A bandeira lá vai. Segue-lhe a esteira o Encanto,
Que há de as terras florir, à luz de um sonho louro...
— E Rodrigues Arzão chega ao Espírito Santo
Para mostrar ao mundo — uma faísca de ouro!
Almeida Cousin — ITAMONTE
Mas o ouro de Arzão motivou um dos mais famosos movimentos históricos do Brasil, decantado na prosa e no verso, e conduziu as autoridades a iniciativas enérgicas relativas à construção de fortalezas, para a guarda do Espírito Santo contra invasões estrangeiras, atraídas pelas notícias das minas auríferas. Veio a proibição de estradas para o Oeste. Ficou, assim, a Capitania impedida de conquistar seu próprio território.
Divulgada a confirmação da descoberta do ouro tão ambicionado, intensificou-se o movimento das bandeiras, resultante, principalmente, da Carta de 1° de março de 1697, na qual o Governador do Rio de Janeiro, Castro Caldas, participava a El-Rei que os paulistas haviam encontrado dezoito a vinte ribeiros de ouro da melhor qualidade, nos sertões de Taubaté. Eram os famosos pactolos. Deslocou-se o povo, numa verdadeira arrancada para o Eldorado Brasileiro, a deslumbrante Aurilândia.
O caminho — Rio de Janeiro a Parati, Taubaté, Pindamonhangaba, Guaratinguetá à garganta do Embaú, na Mantiqueira (atual município de Cruzeiro), era o itinerário seguido pelos que visavam à zona encantada, envolta nas esperanças da riqueza fácil. Dali, subiam os futuros mineradores ao Rio das Mortes, a Ouro Preto, ao Rio das Velhas e a Ribeirão do Carmo. Em face, porém, da extensão a percorrer, o Capitão-General Governador do Rio de Janeiro, que viajara a São Paulo, comunicava a El-Rei, em Ofício de 20 de maio de 1698, o flagelo da fome, que atingia os mineradores. Necessário tornava-se um caminho direto dali para as Gerais, com a redução da viagem a quinze dias. Até então, era de quarenta e cinco a noventa!...(1)
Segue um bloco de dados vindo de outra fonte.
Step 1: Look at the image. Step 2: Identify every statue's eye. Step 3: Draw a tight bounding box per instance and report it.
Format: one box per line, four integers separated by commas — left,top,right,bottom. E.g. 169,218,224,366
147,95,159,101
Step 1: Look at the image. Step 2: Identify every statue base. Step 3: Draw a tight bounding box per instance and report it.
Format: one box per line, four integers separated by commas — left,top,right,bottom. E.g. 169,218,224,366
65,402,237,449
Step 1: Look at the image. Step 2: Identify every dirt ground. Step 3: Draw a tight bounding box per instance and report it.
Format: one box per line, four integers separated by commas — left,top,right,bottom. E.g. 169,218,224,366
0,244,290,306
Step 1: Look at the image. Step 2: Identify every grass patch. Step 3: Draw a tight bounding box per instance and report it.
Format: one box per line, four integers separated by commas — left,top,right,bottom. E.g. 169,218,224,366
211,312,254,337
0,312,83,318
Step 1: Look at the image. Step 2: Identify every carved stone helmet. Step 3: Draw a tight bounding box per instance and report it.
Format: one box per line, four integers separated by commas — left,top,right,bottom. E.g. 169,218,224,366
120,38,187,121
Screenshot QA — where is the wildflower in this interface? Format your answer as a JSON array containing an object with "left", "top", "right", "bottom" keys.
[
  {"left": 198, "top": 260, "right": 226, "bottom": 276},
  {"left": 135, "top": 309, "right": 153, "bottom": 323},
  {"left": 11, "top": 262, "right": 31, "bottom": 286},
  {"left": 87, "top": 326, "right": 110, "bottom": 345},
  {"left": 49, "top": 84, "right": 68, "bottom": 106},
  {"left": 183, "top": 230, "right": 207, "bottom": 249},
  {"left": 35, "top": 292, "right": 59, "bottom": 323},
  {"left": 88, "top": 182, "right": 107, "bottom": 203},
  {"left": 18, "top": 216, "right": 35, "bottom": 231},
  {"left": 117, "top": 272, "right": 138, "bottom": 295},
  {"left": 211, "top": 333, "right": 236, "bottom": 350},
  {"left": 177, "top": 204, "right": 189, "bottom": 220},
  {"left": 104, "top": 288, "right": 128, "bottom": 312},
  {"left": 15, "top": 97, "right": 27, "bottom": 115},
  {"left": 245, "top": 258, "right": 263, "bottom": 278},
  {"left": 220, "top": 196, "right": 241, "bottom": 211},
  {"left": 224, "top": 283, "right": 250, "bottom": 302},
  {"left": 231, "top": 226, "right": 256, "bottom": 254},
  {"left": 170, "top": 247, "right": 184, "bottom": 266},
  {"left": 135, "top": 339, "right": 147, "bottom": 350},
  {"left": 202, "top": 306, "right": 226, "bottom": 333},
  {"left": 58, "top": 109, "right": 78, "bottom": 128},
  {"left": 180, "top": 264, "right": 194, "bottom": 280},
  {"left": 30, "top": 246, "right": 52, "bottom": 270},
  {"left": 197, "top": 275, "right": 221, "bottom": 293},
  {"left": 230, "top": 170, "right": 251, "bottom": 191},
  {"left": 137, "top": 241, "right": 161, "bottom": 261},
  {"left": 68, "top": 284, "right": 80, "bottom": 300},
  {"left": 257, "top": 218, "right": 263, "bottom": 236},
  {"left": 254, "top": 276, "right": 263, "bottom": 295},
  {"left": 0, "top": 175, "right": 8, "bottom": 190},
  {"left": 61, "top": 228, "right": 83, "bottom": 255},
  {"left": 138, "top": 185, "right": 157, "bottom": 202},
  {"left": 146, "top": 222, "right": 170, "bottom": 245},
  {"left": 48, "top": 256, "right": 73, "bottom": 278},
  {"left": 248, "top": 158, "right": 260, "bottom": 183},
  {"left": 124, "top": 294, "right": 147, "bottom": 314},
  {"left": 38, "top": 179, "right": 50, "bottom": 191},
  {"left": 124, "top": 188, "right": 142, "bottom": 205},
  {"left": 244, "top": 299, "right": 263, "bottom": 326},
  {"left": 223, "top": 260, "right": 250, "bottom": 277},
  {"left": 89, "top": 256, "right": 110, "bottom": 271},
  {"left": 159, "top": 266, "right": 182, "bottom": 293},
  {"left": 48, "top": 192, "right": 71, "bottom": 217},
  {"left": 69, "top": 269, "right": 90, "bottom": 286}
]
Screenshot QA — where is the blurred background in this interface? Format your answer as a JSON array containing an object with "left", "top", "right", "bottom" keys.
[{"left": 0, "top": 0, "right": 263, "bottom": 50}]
Da Bahia, igualmente, transportavam-se os interessados ao País do Ouro, em maior parte, por via fluvial (Rios São Francisco e das Velhas), ou pelos caminhos terrestres. Em 1700, por exemplo, o Governador Geral, Dom João de Lencastre, despachara dois contingentes que, da cidade do Salvador, foram para o Sul, “pela parte Norte do Rio São Francisco, das serranias donde têm nascença os Rios Pardos, Doce, das Velhas e Verde”.(2) Os contingentes eram comandados pelo paulista João Gois de Araújoe outro com cem homens, por Pedro Gomes da França. Deviam, os referidos Capitães, investigar tanto a existência de minerais, quanto descobrir um caminho mais curto, entre Minas e a cidade da Bahia.
Mas a febre do ouro intensificou-se de tal modo que, a 23 de setembro de 1702, em Carta a Dom Pedro II, o mesmo governador relatava a situação calamitosa das Minas, lugar cheio de estrangeiros de várias nações, ao passo que as Capitanias do Sul estavam quase desertas, porque seus habitantes iam buscar ouro. Militares e marinheiros desertavam... Muitos vinham para o Espírito Santo; internavam-se na zona do Castelo.
Brancos, mulatos, carijós, mamelucos, curibecas, pretos, fidalgos, plebeus, escravos, servos, ricos, pobres e indigentes, vindos de São Paulo, Rio de Janeiro, Espírito Santo, Bahia, Pernambuco, Portugal, Ilhas, índia Portuguesa e África, formavam a miscelânea calculada em cinquenta mil pessoas, em 1705.(3) E tal volume tomou a onda emigratória para o Brasil que, alarmada, a Corte considerou que o Reino se despovoasse!... Portugal estava entregue ao trabalho das mulheres, pois é sabido que os portugueses deixavam as famílias no Reino. Veio, então, o remédio da proibição do trânsito, para as possessões espanholas, e exigência de passaporte, para as pessoas que se destinassem ao Brasil.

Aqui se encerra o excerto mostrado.